The role of private hospitals in the safety net varies. In some communities—especially those with large public hospitals—private hospitals play a secondary, though still important, role in providing services to uninsured and other low-income populations. In communities without public hospitals, they often serve as the primary safety net hospital. Private hospitals receive Medicare and Medicaid DSH payments if they serve a certain volume of low-income patients, but are not directly supported by local tax revenue or controlled by local or state governments. This gives them more flexibility in altering their governance and mission—and to limit “low-revenue” patients and services—although they must still demonstrate that they are providing “community benefit” in order to maintain their tax-exempt status. Private safety net hospitals that are part of a larger hospital system in the community are often cross-subsidized by other hospitals in the system that serve a much higher number of privately insured patients. Hospitals that are part of larger systems can also have lower costs for supplies and higher payment from privately insured persons because of the greater negotiating leverage of the hospital system (Bachrach et al. 2012).
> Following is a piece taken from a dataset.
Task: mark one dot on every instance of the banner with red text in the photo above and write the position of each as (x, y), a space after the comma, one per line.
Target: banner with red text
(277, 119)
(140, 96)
Academic medical centers are similar to private hospitals in terms of their safety net orientation. They are often the major safety net hospital in a community, including the main provider of tertiary, quaternary, and other highly specialized services to Medicaid and uninsured persons, as well as trauma treatment, burn care, and organ transplants for all people in the community. As prestigious institutions, they are better able to negotiate higher payment rates from health plans than public hospitals.
Academic centers have multiple missions of teaching, research, and providing care to vulnerable patients in the community; balancing them has become increasingly difficult in recent years. Academic activities such as research and teaching are often at odds with the improved efficiency, productivity, and lower costs needed to prepare for reform (Coughlin et al. 2012). Although many academic medical centers have traditionally been located in inner-city areas close to low-income populations, some are more aggressively expanding in ways intended to attract more lucrative services and patients. For example, although community and political pressures prevented the University of California at San Diego—the city’s largest safety net hospital—from closing their main campus in a low-income neighborhood, the university is relocating some services to more affluent areas and substantially expanding tertiary and quaternary services in more affluent suburban areas as well as areas outside the state (Tu et al. 2013).